I just saw this story on reddit:
**A friend of mine had limited vision when he took a new role as production manager for an edible oils company. They even hired a "guide", to make sure he could get around the site safely.
His vision totally failed totally half way through his probation period...
The company medically retired him at full salary, for life...he was in his late 40's at the time.**
I was amazed to read about such a good employer, as my experience was starkly different. I'd worked for 16 years before going on disability benefits, most of that time as a carer for the elderly, but for the last 18 months I'd been working in a gym as I had fancied a change. I'd qualified as a fitness instructor, and during those 18 months had been promoted to personal trainer (meaning I got my own 1 on 1 clients), the boss had spoken to me about paying for me to get further qualifications, I got on well with my colleagues and never had any complaints about my work.

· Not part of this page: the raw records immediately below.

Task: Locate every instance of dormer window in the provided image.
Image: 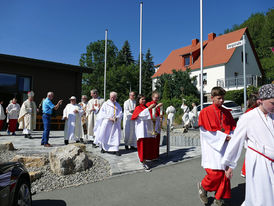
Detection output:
[184,55,190,66]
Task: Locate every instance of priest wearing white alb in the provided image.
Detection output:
[222,84,274,206]
[18,91,37,139]
[63,96,84,145]
[86,89,104,147]
[123,92,137,150]
[94,92,123,156]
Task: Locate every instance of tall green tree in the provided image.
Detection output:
[117,40,134,66]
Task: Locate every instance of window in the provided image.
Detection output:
[199,73,207,86]
[184,56,190,66]
[241,52,247,64]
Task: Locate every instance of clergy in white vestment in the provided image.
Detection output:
[94,92,123,156]
[181,100,189,127]
[222,84,274,206]
[79,95,88,142]
[63,96,84,145]
[6,98,20,135]
[18,91,37,139]
[188,102,198,128]
[86,89,104,147]
[166,105,176,129]
[0,101,6,131]
[123,92,137,150]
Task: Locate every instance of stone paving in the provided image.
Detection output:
[0,131,201,175]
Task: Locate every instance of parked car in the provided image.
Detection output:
[0,162,32,206]
[197,100,243,120]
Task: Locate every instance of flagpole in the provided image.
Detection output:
[200,0,204,110]
[139,2,143,94]
[104,29,108,100]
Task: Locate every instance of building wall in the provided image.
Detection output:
[225,31,262,90]
[190,65,225,94]
[0,62,82,115]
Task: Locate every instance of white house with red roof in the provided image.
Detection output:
[152,28,263,100]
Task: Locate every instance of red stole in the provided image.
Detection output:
[131,104,147,120]
[146,101,160,119]
[199,104,236,134]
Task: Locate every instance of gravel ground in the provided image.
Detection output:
[0,150,110,193]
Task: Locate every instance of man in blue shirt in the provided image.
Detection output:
[41,92,63,147]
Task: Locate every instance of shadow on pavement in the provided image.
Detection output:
[149,147,195,168]
[32,200,67,206]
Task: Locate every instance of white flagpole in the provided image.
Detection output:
[200,0,204,110]
[139,2,143,94]
[104,29,108,100]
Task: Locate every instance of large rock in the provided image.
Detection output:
[49,144,92,175]
[11,155,48,168]
[0,142,16,151]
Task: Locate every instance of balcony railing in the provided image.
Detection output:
[217,75,258,88]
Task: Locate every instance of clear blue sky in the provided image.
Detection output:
[0,0,274,65]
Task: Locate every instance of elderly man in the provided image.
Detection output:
[18,91,37,139]
[41,92,63,147]
[79,95,88,142]
[222,84,274,206]
[123,92,137,150]
[6,98,20,135]
[63,96,84,145]
[94,92,123,156]
[0,101,6,131]
[86,89,104,147]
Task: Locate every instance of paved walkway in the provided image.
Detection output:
[0,131,200,175]
[33,156,245,206]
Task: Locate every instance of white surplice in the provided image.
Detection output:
[86,97,104,141]
[166,105,176,126]
[222,108,274,206]
[6,103,20,119]
[200,127,232,170]
[123,99,137,147]
[94,100,123,152]
[0,104,6,120]
[135,108,155,140]
[63,104,83,141]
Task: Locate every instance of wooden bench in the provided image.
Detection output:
[36,115,65,130]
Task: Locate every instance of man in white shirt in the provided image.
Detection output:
[63,96,84,145]
[123,92,137,150]
[6,98,20,135]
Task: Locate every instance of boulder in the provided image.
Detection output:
[49,144,92,175]
[11,155,48,168]
[0,142,16,151]
[29,171,43,182]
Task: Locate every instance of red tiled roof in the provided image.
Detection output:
[152,28,252,78]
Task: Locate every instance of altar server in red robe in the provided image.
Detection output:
[131,94,159,172]
[198,87,236,206]
[146,92,163,160]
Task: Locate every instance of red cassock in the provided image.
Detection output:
[146,101,160,159]
[242,106,257,176]
[131,105,155,162]
[199,104,236,200]
[9,119,17,133]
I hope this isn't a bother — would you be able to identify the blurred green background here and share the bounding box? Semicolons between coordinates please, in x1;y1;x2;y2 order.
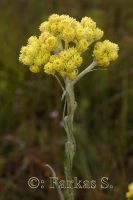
0;0;133;200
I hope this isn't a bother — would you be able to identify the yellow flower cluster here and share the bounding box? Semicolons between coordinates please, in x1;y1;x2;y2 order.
93;40;119;66
44;47;82;79
126;183;133;199
19;14;117;79
19;36;50;73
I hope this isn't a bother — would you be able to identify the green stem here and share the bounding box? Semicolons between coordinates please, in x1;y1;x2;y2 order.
63;78;77;200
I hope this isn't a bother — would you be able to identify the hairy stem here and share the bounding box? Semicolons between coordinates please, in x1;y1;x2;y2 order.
63;78;77;200
73;61;97;85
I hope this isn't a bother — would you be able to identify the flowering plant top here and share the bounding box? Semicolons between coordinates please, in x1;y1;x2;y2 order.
19;14;119;80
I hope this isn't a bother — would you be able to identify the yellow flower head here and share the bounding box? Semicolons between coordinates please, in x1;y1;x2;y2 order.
81;17;96;29
76;39;89;52
46;36;58;51
19;14;119;79
93;40;119;66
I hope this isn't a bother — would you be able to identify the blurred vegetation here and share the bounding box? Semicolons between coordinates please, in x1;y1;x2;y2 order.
0;0;133;200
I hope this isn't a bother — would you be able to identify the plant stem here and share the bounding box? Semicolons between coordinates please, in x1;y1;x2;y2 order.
63;78;77;200
73;61;97;85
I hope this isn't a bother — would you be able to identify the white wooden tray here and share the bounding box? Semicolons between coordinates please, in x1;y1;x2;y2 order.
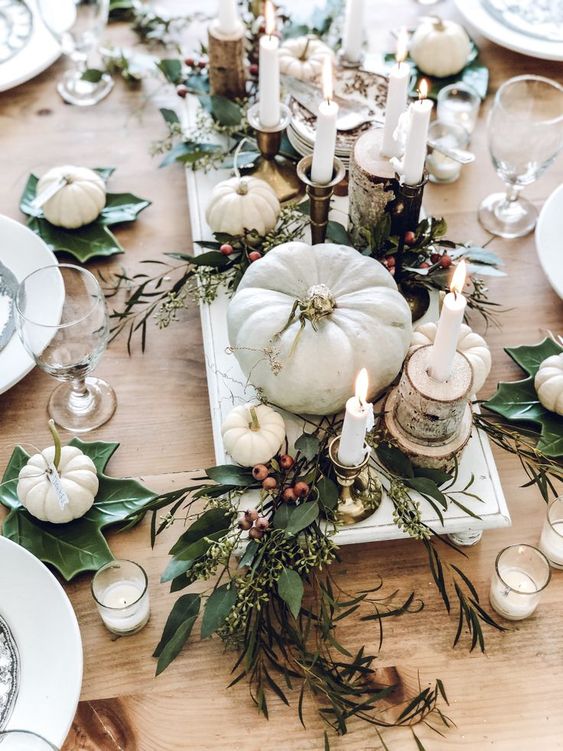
182;97;511;545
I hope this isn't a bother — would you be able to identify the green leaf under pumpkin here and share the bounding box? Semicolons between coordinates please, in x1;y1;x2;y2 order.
0;438;156;581
484;338;563;458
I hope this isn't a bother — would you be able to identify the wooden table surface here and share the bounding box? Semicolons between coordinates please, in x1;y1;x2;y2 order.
0;0;563;751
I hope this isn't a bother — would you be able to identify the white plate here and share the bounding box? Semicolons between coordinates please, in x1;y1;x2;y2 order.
0;214;61;394
536;185;563;300
0;537;82;748
0;0;61;91
455;0;563;60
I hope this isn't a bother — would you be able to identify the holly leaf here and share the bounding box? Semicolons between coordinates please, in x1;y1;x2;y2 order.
484;339;563;458
0;438;157;581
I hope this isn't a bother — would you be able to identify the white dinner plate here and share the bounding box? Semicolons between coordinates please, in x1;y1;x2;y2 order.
536;185;563;300
0;537;82;748
455;0;563;60
0;214;61;394
0;0;61;91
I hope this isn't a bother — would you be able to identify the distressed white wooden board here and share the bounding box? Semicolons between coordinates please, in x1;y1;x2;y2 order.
183;97;511;545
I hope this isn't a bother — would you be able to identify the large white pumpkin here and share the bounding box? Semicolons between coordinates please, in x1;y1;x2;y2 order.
16;446;99;524
227;242;412;415
409;321;492;394
279;36;334;81
37;164;106;229
205;177;281;236
534;352;563;415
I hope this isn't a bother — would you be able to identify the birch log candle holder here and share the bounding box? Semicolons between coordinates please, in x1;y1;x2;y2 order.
207;21;246;99
383;345;473;471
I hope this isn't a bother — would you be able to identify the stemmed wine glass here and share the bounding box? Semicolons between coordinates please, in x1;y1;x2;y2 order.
479;75;563;238
15;264;117;433
37;0;113;107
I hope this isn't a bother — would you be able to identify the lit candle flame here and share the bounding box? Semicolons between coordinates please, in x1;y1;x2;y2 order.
356;368;368;407
418;78;428;100
264;0;276;36
450;261;467;295
322;55;334;102
395;26;409;65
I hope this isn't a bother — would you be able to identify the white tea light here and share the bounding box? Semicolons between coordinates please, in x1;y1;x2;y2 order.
92;561;150;636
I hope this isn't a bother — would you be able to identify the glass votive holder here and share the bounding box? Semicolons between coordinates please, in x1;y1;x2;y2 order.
92;561;150;636
539;495;563;569
426;120;469;183
436;82;481;135
489;545;551;621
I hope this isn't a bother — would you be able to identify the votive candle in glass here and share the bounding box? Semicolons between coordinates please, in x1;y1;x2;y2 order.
92;561;150;636
539;495;563;569
489;545;551;621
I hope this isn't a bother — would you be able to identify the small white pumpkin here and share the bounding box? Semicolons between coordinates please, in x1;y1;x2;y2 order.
409;16;471;78
409;321;492;394
16;421;99;524
227;242;412;415
205;177;281;237
279;36;334;81
221;404;285;467
37;164;106;229
534;352;563;415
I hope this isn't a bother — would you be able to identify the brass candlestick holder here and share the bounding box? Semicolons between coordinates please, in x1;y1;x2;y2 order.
247;104;303;203
328;436;383;525
297;156;346;245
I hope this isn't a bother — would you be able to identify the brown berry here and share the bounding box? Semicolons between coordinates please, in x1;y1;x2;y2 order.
280;454;295;470
282;488;297;503
293;481;309;498
252;464;269;482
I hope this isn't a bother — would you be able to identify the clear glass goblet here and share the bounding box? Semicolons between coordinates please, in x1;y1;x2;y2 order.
15;264;117;433
37;0;113;107
479;76;563;238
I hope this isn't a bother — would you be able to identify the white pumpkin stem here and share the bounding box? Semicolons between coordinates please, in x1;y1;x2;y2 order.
248;407;260;432
49;420;61;470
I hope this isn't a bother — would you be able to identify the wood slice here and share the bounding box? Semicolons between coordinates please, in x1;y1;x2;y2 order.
349;128;398;242
208;21;246;99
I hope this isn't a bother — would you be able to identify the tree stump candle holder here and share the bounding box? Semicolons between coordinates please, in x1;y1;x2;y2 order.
383;345;473;472
207;21;246;99
247;104;304;203
328;436;383;525
297;156;346;245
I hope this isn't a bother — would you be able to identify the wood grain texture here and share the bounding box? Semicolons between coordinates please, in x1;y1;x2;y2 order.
0;0;563;751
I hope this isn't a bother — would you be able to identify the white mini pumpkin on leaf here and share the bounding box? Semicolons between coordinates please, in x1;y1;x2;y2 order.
16;420;99;524
409;321;492;394
534;352;563;415
409;16;471;78
37;164;106;229
279;36;334;81
205;177;281;237
221;404;285;467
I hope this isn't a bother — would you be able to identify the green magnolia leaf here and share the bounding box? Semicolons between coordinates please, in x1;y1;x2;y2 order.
295;433;320;461
484;339;563;458
0;438;157;581
278;568;305;618
153;594;201;675
285;501;319;536
201;582;237;639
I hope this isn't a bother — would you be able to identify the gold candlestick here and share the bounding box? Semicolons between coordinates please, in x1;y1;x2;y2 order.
247;104;303;203
328;436;383;525
297;156;346;245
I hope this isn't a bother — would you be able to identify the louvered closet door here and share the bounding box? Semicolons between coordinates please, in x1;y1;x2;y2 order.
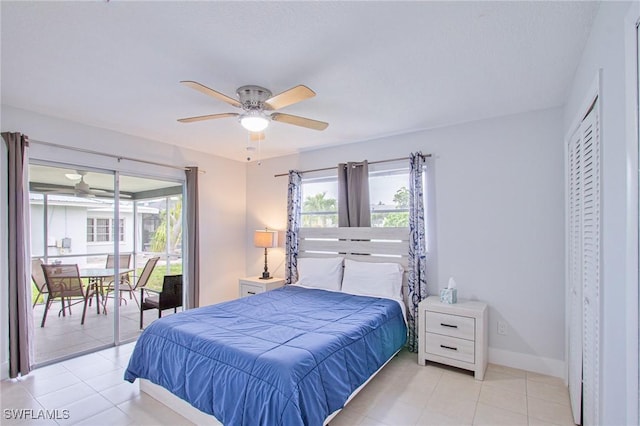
581;100;600;425
567;125;583;424
567;100;600;425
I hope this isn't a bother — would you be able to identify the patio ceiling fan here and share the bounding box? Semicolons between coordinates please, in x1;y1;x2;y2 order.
178;80;329;133
32;170;131;198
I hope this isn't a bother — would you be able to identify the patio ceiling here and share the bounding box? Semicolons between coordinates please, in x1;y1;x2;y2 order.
29;164;182;199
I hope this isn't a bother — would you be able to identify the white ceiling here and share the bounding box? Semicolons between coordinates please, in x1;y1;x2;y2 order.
0;1;598;160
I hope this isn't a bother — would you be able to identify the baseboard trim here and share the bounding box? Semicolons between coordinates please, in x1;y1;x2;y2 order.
489;348;566;382
0;361;9;380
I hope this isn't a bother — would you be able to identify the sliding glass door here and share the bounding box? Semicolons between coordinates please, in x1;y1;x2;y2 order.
29;162;183;365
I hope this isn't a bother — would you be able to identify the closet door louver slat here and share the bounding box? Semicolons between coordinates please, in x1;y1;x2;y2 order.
567;99;601;426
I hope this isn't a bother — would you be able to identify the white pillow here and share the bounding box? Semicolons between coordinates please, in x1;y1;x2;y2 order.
342;259;404;302
296;257;342;291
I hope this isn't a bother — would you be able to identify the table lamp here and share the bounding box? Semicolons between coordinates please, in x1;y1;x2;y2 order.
253;228;278;280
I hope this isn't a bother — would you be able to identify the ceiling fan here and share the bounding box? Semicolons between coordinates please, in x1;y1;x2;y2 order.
32;170;131;198
178;80;329;133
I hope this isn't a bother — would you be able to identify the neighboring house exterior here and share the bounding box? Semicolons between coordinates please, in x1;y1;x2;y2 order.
30;194;159;266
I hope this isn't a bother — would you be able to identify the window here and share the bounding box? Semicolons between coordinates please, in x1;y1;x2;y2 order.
301;176;338;228
369;169;409;227
87;217;125;243
301;166;416;228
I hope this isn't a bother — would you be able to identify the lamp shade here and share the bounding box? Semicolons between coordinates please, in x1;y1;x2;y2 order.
253;230;278;248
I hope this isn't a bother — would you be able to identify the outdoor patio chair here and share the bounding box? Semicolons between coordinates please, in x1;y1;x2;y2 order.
104;256;160;309
40;264;96;327
104;253;131;299
140;275;182;330
31;258;47;308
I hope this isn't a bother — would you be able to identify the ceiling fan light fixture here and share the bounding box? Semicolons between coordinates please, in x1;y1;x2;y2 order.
240;111;269;133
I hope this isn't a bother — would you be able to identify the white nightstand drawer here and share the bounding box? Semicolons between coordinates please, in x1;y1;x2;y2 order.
425;312;476;340
240;283;265;297
426;333;475;364
238;277;284;297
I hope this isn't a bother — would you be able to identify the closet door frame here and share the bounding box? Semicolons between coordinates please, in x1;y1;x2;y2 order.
624;2;640;424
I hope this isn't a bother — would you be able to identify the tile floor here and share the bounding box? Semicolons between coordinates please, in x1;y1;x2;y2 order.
0;344;573;426
33;295;166;364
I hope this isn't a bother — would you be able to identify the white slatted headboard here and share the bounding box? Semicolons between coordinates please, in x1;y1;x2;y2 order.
298;227;409;307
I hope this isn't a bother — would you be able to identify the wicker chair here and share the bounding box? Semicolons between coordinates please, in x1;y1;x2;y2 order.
40;264;96;327
104;257;160;309
140;275;182;330
31;259;48;308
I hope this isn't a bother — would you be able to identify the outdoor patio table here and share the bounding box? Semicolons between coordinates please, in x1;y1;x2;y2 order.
80;268;134;315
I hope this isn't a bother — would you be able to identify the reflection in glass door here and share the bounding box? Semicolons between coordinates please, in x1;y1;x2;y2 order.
29;164;117;364
119;175;183;342
29;163;183;365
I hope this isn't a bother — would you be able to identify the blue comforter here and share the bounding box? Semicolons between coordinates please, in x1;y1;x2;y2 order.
125;286;406;426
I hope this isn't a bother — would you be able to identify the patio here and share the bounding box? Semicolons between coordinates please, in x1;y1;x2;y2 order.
33;295;174;364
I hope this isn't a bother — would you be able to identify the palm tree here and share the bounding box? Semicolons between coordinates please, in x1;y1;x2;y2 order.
302;191;338;227
151;200;182;252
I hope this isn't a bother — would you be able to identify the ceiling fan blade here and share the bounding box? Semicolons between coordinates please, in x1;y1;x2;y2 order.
178;112;240;123
271;112;329;130
264;85;316;110
180;80;242;108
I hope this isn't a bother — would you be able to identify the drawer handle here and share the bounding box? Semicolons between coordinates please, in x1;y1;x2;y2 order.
440;345;458;351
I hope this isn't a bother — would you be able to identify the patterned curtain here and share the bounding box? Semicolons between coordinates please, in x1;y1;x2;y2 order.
285;170;302;284
407;152;427;352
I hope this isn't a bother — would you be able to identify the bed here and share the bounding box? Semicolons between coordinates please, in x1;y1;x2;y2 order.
125;228;407;426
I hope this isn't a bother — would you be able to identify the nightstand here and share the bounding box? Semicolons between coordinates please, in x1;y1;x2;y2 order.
239;277;284;297
418;296;489;380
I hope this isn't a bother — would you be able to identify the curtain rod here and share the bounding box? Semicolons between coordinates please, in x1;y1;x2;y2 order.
29;139;206;173
273;154;431;177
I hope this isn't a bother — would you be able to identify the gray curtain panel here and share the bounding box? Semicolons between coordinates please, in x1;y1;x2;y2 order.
285;170;302;284
185;167;200;309
407;152;427;352
2;132;33;378
338;160;371;227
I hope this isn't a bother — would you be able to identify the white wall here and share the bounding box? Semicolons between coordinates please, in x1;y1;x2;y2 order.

But I started cancer treatment. I carried on working at first, although I was tired and less chatty than usual. I also cut my working days from 5 down to 4. And began to need time off for hospital appointments. My boss started picking on me, constantly trying to find fault with everything I did. I wasn't being extroverted enough any more was the main complaint.
A man I had never seen before started hanging around the gym, watching me. One day my boss called me into the office and the man was there. My boss fired me. He told me this man who'd been hanging around had been undercover watching me and I wasn't outgoing or friendly enough any more, I wasn't being proactive any more, and I was fired. I asked, "Not being proactive in what way?" The boss couldn't give any concrete examples. He couldn't even give any real examples of me not being extroverted enough. He said people weren't happy with my work but couldn't give any examples of that either. And he'd seemed very happy and never had a complaint in all those 18 months.
It was absolutely clear to me that he no longer wanted to employ me because I was now ill, needed time off for hospital appointments and he was worried my condition would deteriorate further. In the UK you need to work in a place for 2 years before you get full employment rights, and he wanted to get rid of me before then. If he'd kept me on for 2 years and then I got even sicker and could work less and he fired me, I could claim unfair dismissal. So he was desperate to get rid of me before then.
And if I'd been there for 2 years before becoming ill, he'd have been obliged to make reasonable attempts to modify my work to enable me to keep working. And if he wanted to fire me he'd have to follow a fair dismissal procedure. By getting rid of me as soon as I became ill before 2 years had passed, he could just get rid of me, easily. However he got this man to watch me and say I wasn't doing a good job as a precaution anyway, so he'd have someone backing him up if I tried to fight it.
I was so upset by the unfairness I actually burst into tears and just left. I didn't fight it, I already had a cancer fight on my hands, I couldn't take on an employment fight too.
This is the reality of being ill or disabled, employers don't want you. You need time off and can't do everything a well, able bodied person can do. This is why it makes me so angry when people talk about cutting disability benefits, or making them harder to get and saying of the disabled "There must be some work they can do!" What work, where, and is there enough of this work to provide full time employment for millions of disabled people? No, of course not. Nobody wants to pay our benefits but they don't want to employ us either. They always want us to be someone else's problem. And if we end up homeless, they'll put spikes on benches and in doorways so we can't sleep there. Out of sight, out of mind.
Employers like the one in the reddit post are few and far between. There is so much talk in the UK about how the welfare state can't be sustained but what do they think is going to happen? I am truly worried we will see a return to workhouses and Dickensian slums. Children are already being starved at school: https://www.bbc.co.uk/news/articles/c0k7dv1mnpvo
How long before they are sent down the mines again? Even the Nazis were kinder, I'd rather be gassed to death than impoverished to death. It's already hard enough to get and keep disability benefits in the UK, as anyone who has been following my posts knows. But it's difficult to stay in employment as a disabled person too when an employer will do anything to be rid of you at the first sign of illness. Just what are we supposed to do?
If we commit suicide then we're a bad person who didn't try hard enough. If we die of starvation (like Mark Woods and Errol Graham) then we're lazy - we just didn't try hard enough to access all the amazing help out there. And of course we can't have assisted suicide to put us out of our misery because they care about us too much to kill us quickly. Once you're disabled, nothing you do is ever right.